Thursday, August 02, 2018

August Starts Wet Here

August started out with storms and rain over western portions of Tucson metro area. Here at house we had loudest crash of thunder of entire summer so far and 0.33" of rain in less than 30 minutes - a nice break of the long dry spell here. The airport had severe wind gusts and 0.26"; DM had thunder but no rain; and Atmo had 0.29. Stroms developed out in Kitt Peak area around 5:00 pm MST (above), then a new line developed along the Tucson Mountains, and then a south to north line developed from airport north across Oro Valley. The ALERT map below (for 24-hours ending at 7:00 am) shows the parts of network that had rainfall - some amounts over half an inch. Second below shows detected CGs for 24-hours ending at 1:30 am this morning (from Atmo and Vaisala) - the eastern edge of activity is very distinct across the metro area.

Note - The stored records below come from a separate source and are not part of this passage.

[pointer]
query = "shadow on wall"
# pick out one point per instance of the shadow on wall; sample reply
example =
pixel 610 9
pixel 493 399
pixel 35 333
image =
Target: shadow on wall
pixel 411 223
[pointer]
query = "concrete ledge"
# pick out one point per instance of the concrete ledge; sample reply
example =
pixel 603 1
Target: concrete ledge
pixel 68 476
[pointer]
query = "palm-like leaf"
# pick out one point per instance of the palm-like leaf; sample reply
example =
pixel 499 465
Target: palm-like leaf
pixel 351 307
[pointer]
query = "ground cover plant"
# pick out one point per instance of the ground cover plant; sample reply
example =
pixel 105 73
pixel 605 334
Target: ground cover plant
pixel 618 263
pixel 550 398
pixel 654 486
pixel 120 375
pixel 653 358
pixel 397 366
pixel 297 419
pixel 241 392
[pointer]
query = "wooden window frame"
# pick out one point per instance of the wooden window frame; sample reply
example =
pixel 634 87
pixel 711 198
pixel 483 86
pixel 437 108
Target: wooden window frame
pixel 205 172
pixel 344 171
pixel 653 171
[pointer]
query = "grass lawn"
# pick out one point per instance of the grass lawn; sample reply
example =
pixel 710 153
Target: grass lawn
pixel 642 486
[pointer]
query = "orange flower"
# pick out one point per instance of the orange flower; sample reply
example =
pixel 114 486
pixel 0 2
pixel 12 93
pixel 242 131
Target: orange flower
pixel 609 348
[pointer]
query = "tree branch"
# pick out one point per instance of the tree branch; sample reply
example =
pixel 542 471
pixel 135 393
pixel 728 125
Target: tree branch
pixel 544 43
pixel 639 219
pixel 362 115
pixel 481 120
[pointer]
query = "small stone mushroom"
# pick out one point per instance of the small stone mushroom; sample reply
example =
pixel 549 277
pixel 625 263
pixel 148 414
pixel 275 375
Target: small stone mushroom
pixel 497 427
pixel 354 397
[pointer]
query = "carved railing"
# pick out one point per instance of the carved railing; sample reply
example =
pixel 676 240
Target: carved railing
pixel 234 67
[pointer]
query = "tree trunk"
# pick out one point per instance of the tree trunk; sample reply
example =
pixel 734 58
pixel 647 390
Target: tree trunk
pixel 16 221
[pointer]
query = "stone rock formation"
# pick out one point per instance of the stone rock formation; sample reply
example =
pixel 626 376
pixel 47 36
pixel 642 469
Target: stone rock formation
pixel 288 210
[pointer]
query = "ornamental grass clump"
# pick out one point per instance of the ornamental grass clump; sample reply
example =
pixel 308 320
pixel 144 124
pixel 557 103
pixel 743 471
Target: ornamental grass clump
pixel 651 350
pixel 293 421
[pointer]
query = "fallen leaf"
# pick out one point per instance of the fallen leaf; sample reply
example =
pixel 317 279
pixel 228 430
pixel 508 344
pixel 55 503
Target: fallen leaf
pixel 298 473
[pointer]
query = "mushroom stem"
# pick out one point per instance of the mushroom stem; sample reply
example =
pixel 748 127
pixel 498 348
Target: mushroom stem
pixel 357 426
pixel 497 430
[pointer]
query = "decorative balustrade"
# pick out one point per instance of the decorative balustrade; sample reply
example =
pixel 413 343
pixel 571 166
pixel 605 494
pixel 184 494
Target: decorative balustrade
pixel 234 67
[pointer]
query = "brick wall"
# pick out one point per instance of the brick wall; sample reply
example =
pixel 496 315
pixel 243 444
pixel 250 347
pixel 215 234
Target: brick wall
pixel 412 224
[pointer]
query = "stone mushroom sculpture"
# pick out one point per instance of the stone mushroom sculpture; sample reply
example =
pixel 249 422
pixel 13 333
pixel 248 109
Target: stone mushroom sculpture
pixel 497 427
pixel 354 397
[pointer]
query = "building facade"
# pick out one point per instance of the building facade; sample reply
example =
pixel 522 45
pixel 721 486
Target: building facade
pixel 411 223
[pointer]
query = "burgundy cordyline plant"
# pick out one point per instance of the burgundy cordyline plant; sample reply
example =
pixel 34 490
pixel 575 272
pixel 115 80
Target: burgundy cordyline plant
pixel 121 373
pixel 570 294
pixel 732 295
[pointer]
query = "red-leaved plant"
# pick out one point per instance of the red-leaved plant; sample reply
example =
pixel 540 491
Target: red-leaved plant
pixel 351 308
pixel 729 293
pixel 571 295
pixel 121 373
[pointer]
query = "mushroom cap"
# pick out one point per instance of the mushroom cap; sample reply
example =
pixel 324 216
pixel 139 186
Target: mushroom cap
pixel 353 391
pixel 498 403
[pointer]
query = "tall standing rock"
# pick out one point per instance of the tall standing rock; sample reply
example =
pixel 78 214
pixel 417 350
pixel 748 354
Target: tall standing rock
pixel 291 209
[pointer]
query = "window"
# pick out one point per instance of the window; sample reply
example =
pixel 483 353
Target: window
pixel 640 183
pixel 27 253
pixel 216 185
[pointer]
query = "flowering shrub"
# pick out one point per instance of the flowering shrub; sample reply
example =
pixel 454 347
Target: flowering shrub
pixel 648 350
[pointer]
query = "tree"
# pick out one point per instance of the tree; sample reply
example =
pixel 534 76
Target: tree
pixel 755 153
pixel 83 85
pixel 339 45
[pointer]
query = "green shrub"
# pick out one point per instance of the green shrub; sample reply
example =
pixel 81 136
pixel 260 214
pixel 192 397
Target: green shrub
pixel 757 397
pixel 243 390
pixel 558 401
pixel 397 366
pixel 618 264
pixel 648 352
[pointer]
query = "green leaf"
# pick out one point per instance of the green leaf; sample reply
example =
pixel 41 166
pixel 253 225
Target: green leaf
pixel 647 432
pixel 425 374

There were several reports of severe thunderstorm wind damage with the line that developed over the airport - including the severe gusts at the airport. On my walk at sunrise this morning, I saw that a roof had blown off one of the greenhouses at the U of A research farm just southeast of the Campbell Ave. bridge over the Rillito (there were three buck-lifts in action with a number of workers repairing the damage).

The sounding plot above is for TWC at 00 UTC last evening (release time about 23 UTC) - sounding does not appear likely to support storm development! However, by 7:00 pm (see radar below from NCAR) a severe storm had developed over the airport. There had to have been significant moisture convergence occurring, as several gust fronts came into metro area from different directions. Indeed, the GPS time-series of PW on campus shows a very significant increase of about a quarter of an inch beginning about 4:30 pm, i.e., 2 hours before the airport storm developed. It was quite an interesting turn of events, and I was really surprised as storms developed overhead here with crashes of thunder.

This morning there seem to be two weak anticyclone centers at 500 mb - one west and one east of Tucson - leaving the wind field in a serious mess - see TWC morning sounding plot below from SPC. The SPC analysis really overdoes the CAPE, given the dry low-levels. The BL structures will be complicated by afternoon, but if storms develop, they will have potential both for local heavy rains and damaging downbursts. The 06 UTC runs of the WRF model at Atmo last night have different forecasts for the metro area this afternoon and evening. The GFS version forecasts a typical donut hole overhead, while the NAM version forecasts heavy storms. The NAM version has a strong outflow from the south forcing storm development just around dark. Flip a coin.